Инструктора звали Пётр Степанович. Ему было под семьдесят, он носил советский кожаный планшет и ругал всех курсантов так, будто они собирались не парковаться, а пускать ракету в сторону Пентагона. Его любимая фраза: «Вы не машину водите, вы гроб с мотором тащите». Маша его зауважала сразу. Потому что он был честен, как похоронный агент: не врал, не скрашивал, не надеялся на лучшее.

Сегодня они отрабатывали параллельную парковку. Задним ходом. Между двумя стойками, которые Пётр Степанович называл «условные автомобили», но которые всякий раз, когда Маша задевала левую стойку, превращались в «два трупа, которые вы только что убили, Соколова».

— Куда крутите? — заорал он. — Вы не руль крутите, вы жизнь свою крутите под откос!

Маша молча выровняла машину. Стойка справа хрустнула. Второй раз за занятие.

— Два трупа, — констатировал Пётр Степанович, записывая что-то в планшет. — Если бы здесь стояли люди, вы бы сейчас отвечали перед Господом.

— А если бы здесь стоял памятник Ленину? — спросила Маша, не оборачиваясь.

— Что?

— Говорю, если бы здесь стоял памятник Ленину, вы бы сказали «убили вождя мирового пролетариата» или просто «труп»? Я просто уточняю шкалу ценностей.

Пётр Степанович замолчал. Он не привык, чтобы ему отвечали. Его курсанты обычно плакали. Или врали, что у них аллергия от его одеколона. Но эта бледная девушка в старых джинсах смотрела в лобовое стекло спокойно, будто обсуждала, где лучше хоронить — в гробу или в земле.

— Вы странная, Соколова, — сказал он наконец.

— Я адекватная, — ответила Маша. — Просто привыкла к стрессу. У меня работа в департаменте.

Пётр Степанович крякнул, но тему закрыл.

Она сдала параллельную парковку с пятой попытки. Левую стойку больше не сбила, правую — тоже. Инструктор сказал: «Удивительно».
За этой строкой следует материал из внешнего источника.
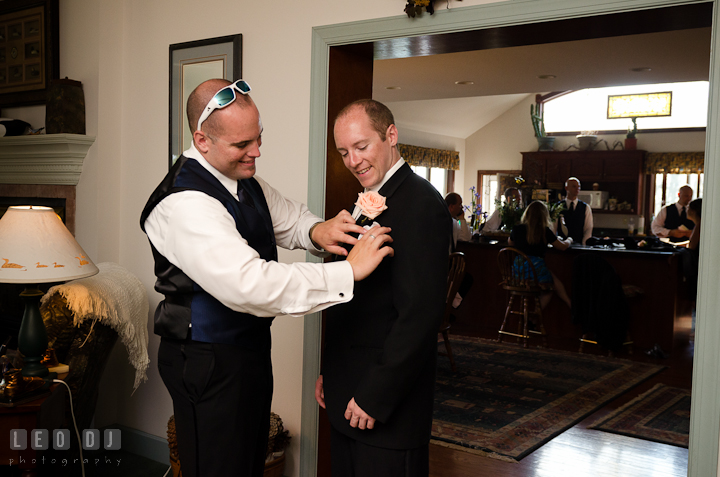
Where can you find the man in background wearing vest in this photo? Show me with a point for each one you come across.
(577, 214)
(214, 231)
(672, 220)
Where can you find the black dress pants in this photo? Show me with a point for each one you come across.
(221, 398)
(350, 458)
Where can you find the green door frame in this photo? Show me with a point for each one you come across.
(705, 412)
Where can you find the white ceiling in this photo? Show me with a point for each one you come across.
(429, 100)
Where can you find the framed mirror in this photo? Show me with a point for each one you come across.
(191, 63)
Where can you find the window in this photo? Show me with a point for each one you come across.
(668, 185)
(436, 176)
(587, 109)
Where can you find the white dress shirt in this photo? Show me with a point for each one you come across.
(658, 224)
(198, 235)
(587, 226)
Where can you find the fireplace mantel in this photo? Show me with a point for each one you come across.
(43, 159)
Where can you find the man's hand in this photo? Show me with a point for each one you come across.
(356, 416)
(320, 392)
(329, 234)
(677, 233)
(368, 252)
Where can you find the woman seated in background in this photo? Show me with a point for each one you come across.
(532, 237)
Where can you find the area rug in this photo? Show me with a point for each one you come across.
(662, 414)
(505, 401)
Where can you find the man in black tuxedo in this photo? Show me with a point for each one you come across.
(380, 354)
(576, 214)
(672, 220)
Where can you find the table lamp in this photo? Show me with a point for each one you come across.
(36, 247)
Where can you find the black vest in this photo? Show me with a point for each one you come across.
(188, 311)
(575, 221)
(673, 220)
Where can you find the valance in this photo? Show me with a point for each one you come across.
(675, 162)
(429, 157)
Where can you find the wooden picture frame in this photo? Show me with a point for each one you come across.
(29, 44)
(191, 63)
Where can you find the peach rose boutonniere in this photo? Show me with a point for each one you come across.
(371, 204)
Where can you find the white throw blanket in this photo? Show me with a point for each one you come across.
(116, 298)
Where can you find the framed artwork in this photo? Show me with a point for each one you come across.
(28, 51)
(191, 63)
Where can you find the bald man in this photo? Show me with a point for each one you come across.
(214, 228)
(576, 214)
(672, 220)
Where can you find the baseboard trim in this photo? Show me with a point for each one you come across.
(144, 444)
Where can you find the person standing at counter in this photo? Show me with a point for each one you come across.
(532, 237)
(672, 221)
(494, 222)
(577, 214)
(461, 229)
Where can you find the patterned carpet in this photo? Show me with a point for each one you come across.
(506, 401)
(662, 415)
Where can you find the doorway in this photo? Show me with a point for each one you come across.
(497, 24)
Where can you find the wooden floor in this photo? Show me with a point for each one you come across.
(580, 452)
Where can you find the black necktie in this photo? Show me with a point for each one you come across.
(244, 195)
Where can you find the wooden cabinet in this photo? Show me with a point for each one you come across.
(618, 172)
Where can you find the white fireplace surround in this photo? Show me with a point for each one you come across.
(43, 159)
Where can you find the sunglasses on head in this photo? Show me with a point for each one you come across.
(223, 98)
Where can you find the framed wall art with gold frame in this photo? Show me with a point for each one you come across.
(28, 50)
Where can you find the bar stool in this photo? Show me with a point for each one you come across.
(520, 280)
(455, 277)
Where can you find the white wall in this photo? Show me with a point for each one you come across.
(119, 51)
(498, 146)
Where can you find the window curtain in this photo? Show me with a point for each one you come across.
(675, 162)
(428, 157)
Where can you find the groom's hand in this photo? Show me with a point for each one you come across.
(330, 234)
(357, 417)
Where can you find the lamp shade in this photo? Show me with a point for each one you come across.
(36, 247)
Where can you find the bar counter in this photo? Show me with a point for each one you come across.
(653, 312)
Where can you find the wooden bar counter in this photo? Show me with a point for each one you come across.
(652, 313)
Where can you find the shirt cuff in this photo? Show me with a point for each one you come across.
(340, 284)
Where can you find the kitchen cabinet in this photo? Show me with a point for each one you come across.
(618, 172)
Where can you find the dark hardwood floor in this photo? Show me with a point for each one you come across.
(581, 452)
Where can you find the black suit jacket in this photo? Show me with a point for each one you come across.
(381, 347)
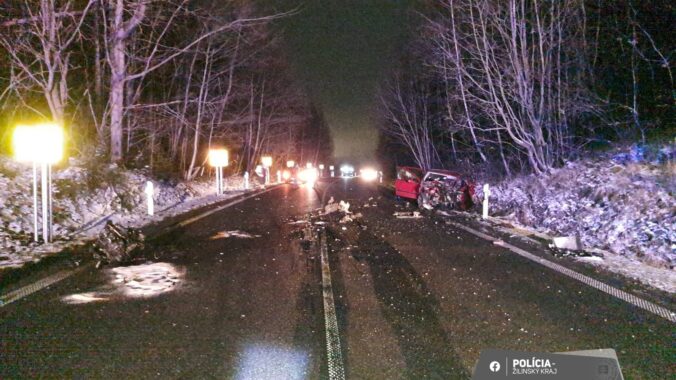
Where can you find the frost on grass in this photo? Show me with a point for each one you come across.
(135, 281)
(626, 208)
(86, 195)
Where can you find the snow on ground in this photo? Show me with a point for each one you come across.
(625, 207)
(233, 233)
(84, 200)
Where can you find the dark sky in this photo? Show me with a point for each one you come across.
(341, 49)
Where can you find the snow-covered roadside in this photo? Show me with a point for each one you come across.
(627, 209)
(83, 203)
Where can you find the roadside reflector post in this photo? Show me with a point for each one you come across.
(487, 193)
(266, 161)
(150, 192)
(218, 158)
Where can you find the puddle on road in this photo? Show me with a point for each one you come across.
(233, 233)
(135, 281)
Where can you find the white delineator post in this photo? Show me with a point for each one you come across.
(45, 204)
(150, 192)
(487, 193)
(35, 202)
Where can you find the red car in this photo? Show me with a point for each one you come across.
(408, 182)
(437, 188)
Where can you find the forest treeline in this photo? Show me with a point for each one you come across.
(520, 86)
(156, 82)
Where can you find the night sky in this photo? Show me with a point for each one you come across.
(341, 50)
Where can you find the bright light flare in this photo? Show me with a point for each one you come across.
(368, 174)
(218, 157)
(346, 170)
(309, 175)
(39, 143)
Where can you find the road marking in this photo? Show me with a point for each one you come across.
(334, 353)
(617, 293)
(27, 290)
(217, 209)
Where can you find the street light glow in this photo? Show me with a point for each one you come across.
(39, 143)
(218, 157)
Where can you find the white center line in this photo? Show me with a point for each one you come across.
(333, 350)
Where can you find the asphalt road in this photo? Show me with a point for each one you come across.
(415, 298)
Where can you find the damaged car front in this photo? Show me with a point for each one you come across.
(445, 190)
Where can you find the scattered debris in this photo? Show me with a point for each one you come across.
(117, 244)
(233, 233)
(145, 280)
(341, 206)
(350, 217)
(296, 222)
(621, 205)
(408, 215)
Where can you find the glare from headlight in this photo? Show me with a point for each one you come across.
(369, 174)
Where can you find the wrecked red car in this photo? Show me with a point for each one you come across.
(436, 189)
(408, 182)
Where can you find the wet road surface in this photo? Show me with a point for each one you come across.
(238, 295)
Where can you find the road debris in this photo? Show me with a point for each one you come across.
(332, 207)
(350, 218)
(567, 242)
(233, 233)
(145, 280)
(116, 244)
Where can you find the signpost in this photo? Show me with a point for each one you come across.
(267, 163)
(40, 144)
(218, 158)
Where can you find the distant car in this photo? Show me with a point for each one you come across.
(436, 189)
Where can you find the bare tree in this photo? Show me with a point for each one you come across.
(38, 40)
(408, 118)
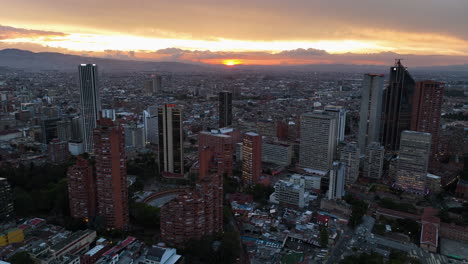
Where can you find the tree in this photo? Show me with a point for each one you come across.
(21, 257)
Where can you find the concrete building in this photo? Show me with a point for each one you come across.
(82, 190)
(90, 103)
(171, 143)
(251, 158)
(350, 154)
(413, 161)
(275, 152)
(111, 174)
(225, 109)
(397, 106)
(427, 108)
(288, 193)
(58, 151)
(6, 201)
(195, 213)
(310, 182)
(373, 161)
(371, 110)
(337, 181)
(340, 115)
(318, 140)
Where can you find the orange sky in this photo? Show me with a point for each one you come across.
(249, 32)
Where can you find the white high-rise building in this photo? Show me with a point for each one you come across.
(90, 103)
(371, 110)
(337, 181)
(373, 162)
(340, 114)
(318, 140)
(171, 149)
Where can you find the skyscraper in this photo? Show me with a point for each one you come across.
(413, 161)
(111, 174)
(371, 110)
(337, 181)
(82, 189)
(6, 201)
(150, 120)
(225, 109)
(427, 108)
(350, 154)
(397, 106)
(251, 158)
(171, 156)
(90, 103)
(318, 140)
(340, 114)
(373, 162)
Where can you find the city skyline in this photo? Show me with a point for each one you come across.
(258, 32)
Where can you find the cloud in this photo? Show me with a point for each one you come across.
(7, 32)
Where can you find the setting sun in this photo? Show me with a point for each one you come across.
(231, 62)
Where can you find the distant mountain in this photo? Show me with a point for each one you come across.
(27, 60)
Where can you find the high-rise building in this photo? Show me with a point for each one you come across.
(150, 120)
(373, 162)
(58, 151)
(427, 108)
(82, 190)
(225, 109)
(318, 140)
(111, 174)
(371, 110)
(6, 201)
(413, 161)
(90, 103)
(350, 154)
(221, 145)
(397, 106)
(340, 114)
(171, 149)
(251, 158)
(337, 181)
(195, 213)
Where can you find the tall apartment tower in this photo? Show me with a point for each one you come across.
(82, 189)
(340, 114)
(90, 103)
(6, 201)
(150, 121)
(111, 174)
(222, 146)
(415, 148)
(397, 106)
(171, 155)
(318, 140)
(371, 110)
(350, 154)
(427, 108)
(337, 181)
(251, 158)
(373, 162)
(225, 109)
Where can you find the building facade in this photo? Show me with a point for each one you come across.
(82, 189)
(371, 110)
(225, 109)
(90, 103)
(397, 106)
(318, 140)
(413, 161)
(171, 143)
(111, 174)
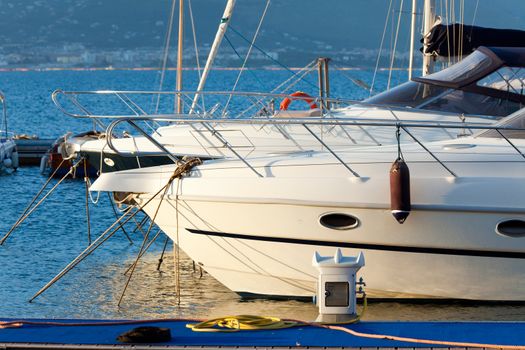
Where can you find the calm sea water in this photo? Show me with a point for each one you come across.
(56, 232)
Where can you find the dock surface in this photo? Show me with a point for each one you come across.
(99, 334)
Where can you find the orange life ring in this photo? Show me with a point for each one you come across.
(305, 97)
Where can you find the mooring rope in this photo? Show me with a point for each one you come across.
(183, 166)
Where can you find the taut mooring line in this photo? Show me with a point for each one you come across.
(86, 182)
(161, 259)
(93, 246)
(29, 210)
(150, 243)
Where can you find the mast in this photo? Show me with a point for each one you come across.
(225, 20)
(429, 19)
(179, 56)
(412, 39)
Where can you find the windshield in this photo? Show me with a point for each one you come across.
(425, 96)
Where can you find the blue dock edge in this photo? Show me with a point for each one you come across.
(102, 334)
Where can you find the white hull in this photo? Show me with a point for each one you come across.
(8, 158)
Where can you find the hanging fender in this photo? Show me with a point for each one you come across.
(285, 103)
(400, 190)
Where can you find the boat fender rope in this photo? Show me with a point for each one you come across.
(285, 103)
(184, 166)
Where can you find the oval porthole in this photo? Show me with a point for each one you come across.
(511, 228)
(338, 221)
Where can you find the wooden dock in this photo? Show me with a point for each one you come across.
(102, 334)
(30, 151)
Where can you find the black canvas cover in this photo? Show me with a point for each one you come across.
(458, 39)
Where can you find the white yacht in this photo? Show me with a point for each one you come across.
(482, 88)
(8, 151)
(254, 223)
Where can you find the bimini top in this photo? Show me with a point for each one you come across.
(513, 121)
(490, 81)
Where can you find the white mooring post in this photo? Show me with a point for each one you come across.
(336, 286)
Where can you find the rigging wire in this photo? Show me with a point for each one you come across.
(166, 52)
(395, 45)
(380, 48)
(269, 56)
(199, 71)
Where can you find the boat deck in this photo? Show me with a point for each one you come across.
(102, 334)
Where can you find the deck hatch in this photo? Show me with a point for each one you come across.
(338, 221)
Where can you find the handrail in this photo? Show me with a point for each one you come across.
(346, 121)
(304, 123)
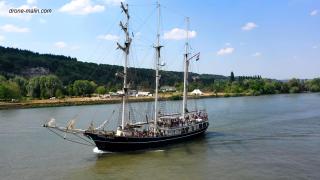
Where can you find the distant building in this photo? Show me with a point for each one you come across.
(196, 92)
(131, 92)
(168, 89)
(144, 93)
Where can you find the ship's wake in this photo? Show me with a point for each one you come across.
(98, 151)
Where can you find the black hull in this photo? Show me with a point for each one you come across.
(121, 144)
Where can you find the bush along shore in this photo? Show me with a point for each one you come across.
(48, 90)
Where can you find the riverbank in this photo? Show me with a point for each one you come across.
(77, 101)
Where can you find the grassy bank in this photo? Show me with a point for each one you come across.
(77, 101)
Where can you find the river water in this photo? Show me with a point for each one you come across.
(265, 137)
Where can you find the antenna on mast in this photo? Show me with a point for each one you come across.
(186, 69)
(158, 48)
(125, 48)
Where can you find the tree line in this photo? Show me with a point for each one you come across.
(27, 64)
(44, 87)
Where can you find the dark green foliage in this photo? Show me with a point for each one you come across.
(16, 62)
(9, 90)
(313, 85)
(101, 90)
(43, 86)
(175, 97)
(83, 87)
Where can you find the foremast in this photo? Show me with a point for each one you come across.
(125, 48)
(186, 69)
(157, 63)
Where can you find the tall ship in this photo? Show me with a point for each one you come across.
(160, 130)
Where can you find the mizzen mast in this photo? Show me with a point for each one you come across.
(125, 48)
(157, 63)
(186, 69)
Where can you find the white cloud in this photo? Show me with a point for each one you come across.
(249, 26)
(109, 37)
(81, 7)
(2, 38)
(4, 10)
(13, 28)
(42, 21)
(257, 54)
(113, 2)
(73, 48)
(178, 34)
(60, 45)
(225, 51)
(31, 1)
(314, 12)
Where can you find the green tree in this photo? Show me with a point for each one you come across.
(9, 90)
(83, 87)
(101, 90)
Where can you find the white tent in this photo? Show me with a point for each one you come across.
(196, 92)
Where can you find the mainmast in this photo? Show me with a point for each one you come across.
(158, 48)
(125, 49)
(186, 69)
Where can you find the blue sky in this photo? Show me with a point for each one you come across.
(272, 38)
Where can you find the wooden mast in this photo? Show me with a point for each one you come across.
(157, 63)
(186, 69)
(125, 49)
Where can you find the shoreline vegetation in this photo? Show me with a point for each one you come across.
(29, 79)
(78, 101)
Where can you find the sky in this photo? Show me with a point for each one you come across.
(272, 38)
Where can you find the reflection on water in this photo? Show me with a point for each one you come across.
(266, 137)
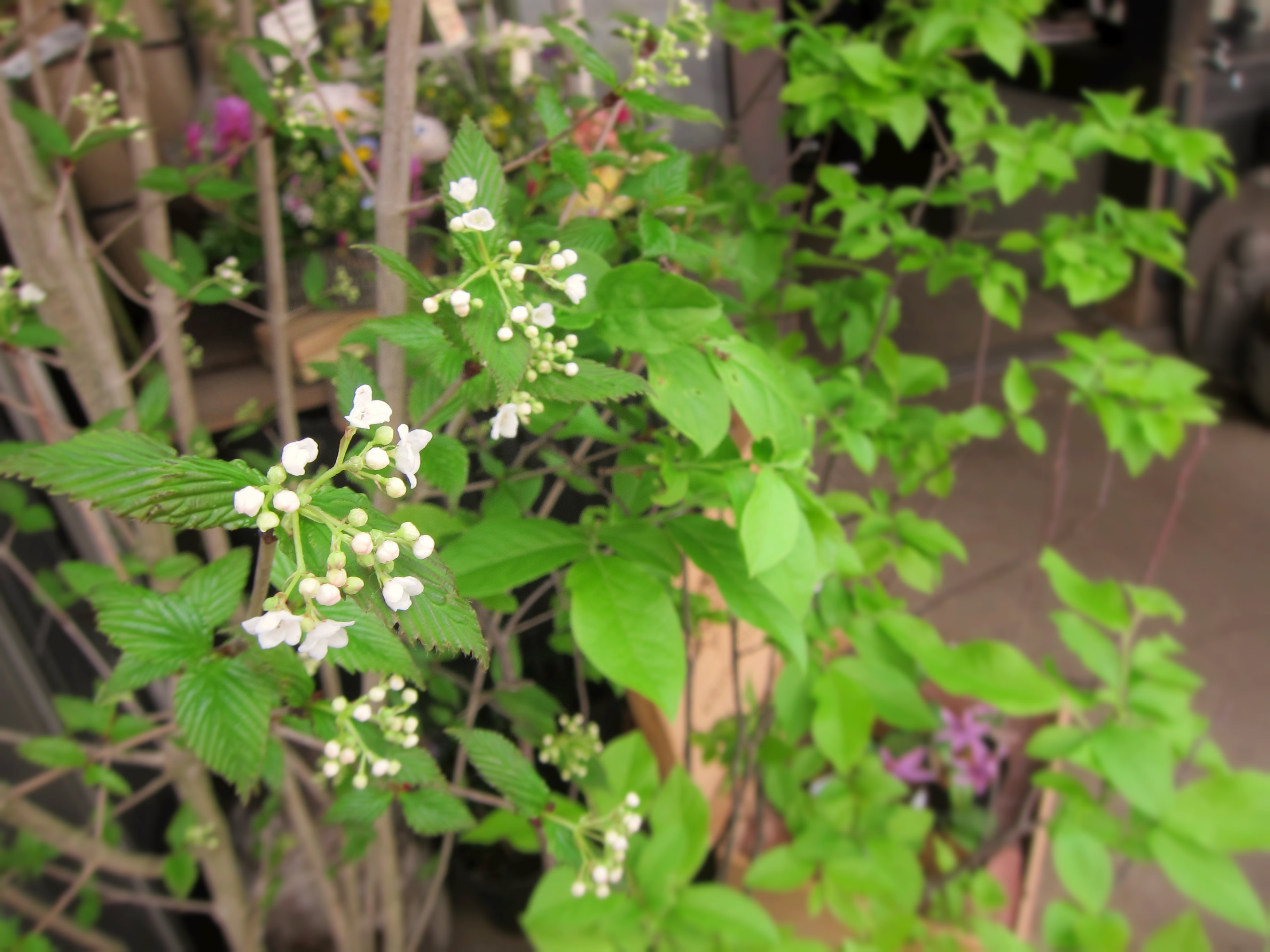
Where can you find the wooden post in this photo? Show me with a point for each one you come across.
(393, 191)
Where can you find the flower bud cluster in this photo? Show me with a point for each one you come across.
(606, 842)
(386, 706)
(572, 749)
(101, 110)
(658, 54)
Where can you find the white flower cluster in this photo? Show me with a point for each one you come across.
(101, 110)
(572, 749)
(13, 288)
(606, 842)
(347, 751)
(374, 549)
(658, 55)
(509, 273)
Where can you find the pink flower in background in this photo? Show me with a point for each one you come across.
(910, 768)
(233, 124)
(195, 134)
На обратной дороге, когда они менялись местами и Пётр Степанович вёл машину к учебному центру, он вдруг спросил:

— А правда, что вы в департаменте архитектуры работаете?

— Правда.

— И всё время проверяете?

— Проверяю. И перепроверяю.

— Тоска, — сказал он.

— Не то слово, — согласилась Маша. — Но если бы я хотела веселья, пошла бы в каскадёры. Или в могильщики. Там хоть клиенты не жалуются.

Пётр Степанович задумался.

— Вы, Соколова, опасный человек.

— Я осторожный, — поправила Маша.

Инструктор крякнул снова. И, кажется, впервые за десять лет не поставил «неуд» в планшет.

Маша вышла из машины, поправила старую куртку, и пошла к метро.

Она спустилась на платформу. Поезд пришёл через минуту. Маша села у двери, поставила сумку — рядом.